We now need to plug in our values of x iteratively, starting with $x_n$. This algorithm is known as backsubstitution:

def backsubstitute(U,y):
    x = np.zeros(U.shape[0])
    for ind in range(U.shape[0]):
        i = U.shape[0] - ind - 1
        x[i] = y[i]
        for j in range(i+1,U.shape[0]):
            x[i] = x[i] - U[i,j]*x[j]
        x[i] = x[i]/U[i,i]
    return x

Let's try it out on a larger example:

aug_mat1 = np.array([[1,2,1,-1,5],[3,2,4,4,16],[4,4,3,4,22],[2,0,1,5,15]])

print aug_mat1

[[ 1  2  1 -1  5]
 [ 3  2  4  4 16]
 [ 4  4  3  4 22]
 [ 2  0  1  5 15]]

U,a,b = solver(aug_mat1)

print "the system in upper triangular form:\n", U

the system in upper triangular form:
[[ 1.  2.  1. -1.  5.]
 [ 0. -4.  1.  7.  1.]
 [ 0.  0. -2.  1.  1.]
 [ 0.  0.  0. -1.  3.]]

Calling backsubstitute on our upper triangular matrix and RHS of the system returns the solution:

backsubstitute(U,b)

array([ 16.,  -6.,  -2.,  -3.])

Try your own system of equations by entering large augmented matrices. Time your code and plot the running time as a function of input size for various size matrices [A b].

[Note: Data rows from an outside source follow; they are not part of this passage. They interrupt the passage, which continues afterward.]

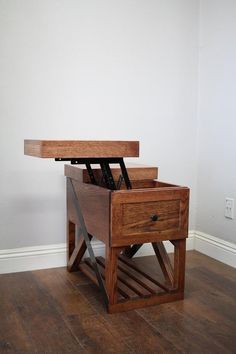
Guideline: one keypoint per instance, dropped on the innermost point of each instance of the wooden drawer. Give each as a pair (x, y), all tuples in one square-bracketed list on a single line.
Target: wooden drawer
[(149, 214)]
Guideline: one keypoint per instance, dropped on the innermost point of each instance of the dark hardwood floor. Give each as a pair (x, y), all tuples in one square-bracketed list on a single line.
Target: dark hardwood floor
[(53, 311)]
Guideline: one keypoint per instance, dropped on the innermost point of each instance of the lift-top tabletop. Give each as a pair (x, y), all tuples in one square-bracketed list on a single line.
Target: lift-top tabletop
[(81, 148)]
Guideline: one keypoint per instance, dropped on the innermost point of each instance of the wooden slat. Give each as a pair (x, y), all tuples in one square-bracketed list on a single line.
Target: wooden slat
[(123, 291), (164, 261), (80, 148), (130, 282), (77, 254)]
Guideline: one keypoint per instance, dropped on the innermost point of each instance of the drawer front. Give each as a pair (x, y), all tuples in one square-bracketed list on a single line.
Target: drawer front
[(149, 215)]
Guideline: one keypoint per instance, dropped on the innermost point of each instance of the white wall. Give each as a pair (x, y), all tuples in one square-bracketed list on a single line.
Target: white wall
[(217, 117), (75, 69)]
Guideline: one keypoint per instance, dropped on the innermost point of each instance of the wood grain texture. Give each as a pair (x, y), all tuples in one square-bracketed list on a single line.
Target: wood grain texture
[(131, 213), (80, 148), (95, 206), (135, 172), (53, 311)]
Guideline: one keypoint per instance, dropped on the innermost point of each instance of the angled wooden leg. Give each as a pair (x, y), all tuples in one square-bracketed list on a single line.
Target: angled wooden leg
[(111, 260), (164, 261), (70, 238), (130, 251), (78, 252), (179, 263)]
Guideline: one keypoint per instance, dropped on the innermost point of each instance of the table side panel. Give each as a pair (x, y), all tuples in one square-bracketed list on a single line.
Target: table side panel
[(95, 206), (80, 148)]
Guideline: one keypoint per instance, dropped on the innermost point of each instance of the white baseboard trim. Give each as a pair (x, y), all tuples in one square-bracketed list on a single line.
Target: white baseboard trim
[(52, 256), (216, 248)]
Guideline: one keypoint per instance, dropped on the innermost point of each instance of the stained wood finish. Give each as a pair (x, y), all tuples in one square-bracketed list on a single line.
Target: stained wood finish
[(132, 213), (80, 149), (121, 271), (95, 206), (125, 218), (53, 311), (135, 172), (164, 261)]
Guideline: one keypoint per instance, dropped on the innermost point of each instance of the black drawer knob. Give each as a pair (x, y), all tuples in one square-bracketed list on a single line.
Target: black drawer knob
[(154, 217)]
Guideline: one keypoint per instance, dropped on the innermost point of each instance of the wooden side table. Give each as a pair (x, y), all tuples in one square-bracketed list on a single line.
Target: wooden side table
[(124, 208)]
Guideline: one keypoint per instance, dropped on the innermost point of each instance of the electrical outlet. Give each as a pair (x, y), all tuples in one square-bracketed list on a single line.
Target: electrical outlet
[(229, 208)]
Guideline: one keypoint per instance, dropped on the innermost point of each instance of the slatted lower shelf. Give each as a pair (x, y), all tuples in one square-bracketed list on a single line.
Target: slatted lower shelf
[(133, 283)]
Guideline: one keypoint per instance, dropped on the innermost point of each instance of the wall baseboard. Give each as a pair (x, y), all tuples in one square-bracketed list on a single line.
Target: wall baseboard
[(216, 248), (52, 256)]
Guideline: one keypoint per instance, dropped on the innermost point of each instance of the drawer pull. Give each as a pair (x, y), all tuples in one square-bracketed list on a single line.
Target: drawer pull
[(154, 217)]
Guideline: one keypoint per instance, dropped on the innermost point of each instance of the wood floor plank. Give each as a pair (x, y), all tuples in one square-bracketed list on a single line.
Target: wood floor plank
[(44, 328), (52, 311)]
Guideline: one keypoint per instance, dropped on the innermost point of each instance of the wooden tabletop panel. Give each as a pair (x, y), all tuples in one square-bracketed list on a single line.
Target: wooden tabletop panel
[(80, 148)]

How do we know whether or not a system will have a solution? We also saw a function called the determinant:

\begin{equation} det(A) = \sum\limits_{\sigma \in S_n}^{}(-1)^{\# inv}\prod\limits_{i=1}^{n}a_{\sigma(i),i} \end{equation}

The summand on the left side refers to all permutations of rows (or equivalently columns) in the matrix. What is the order of the number of permutations? That is, how many permutations are there of rows (or columns) for an n x n matrix?

Can you write a function that takes as input a list (or a numpy array) and returns all permutations?

Recall that we defined the number of inversions as the number of pairs out of order in the list. That is, $ \forall i < j$, count all pairs such that $a[i] > a[j]$.

The final term is a product over all components of the permutation. That is, we multiply n components of A where the components are selected by first taking the row via the permutation and the column via the original index.

Your Assignment¶

Try our code on a few of your own systems of equations. Plot running time as a function of input size.
What is the order of the number of permutations? That is, how many permutations are there for n rows or columns?
Write a function that takes as input a list (or numpy array) and returns all permutations.
Write a function that takes as input a list and counts the number of inversions (or returns its parity).
What is the order of your algorithm for counting inversions? Can you beat $\mathcal{O}(n^2)$?
Write a function that computes the determinant using the pieces above. Why is Leibniz formula a poor way of solving a system of equations?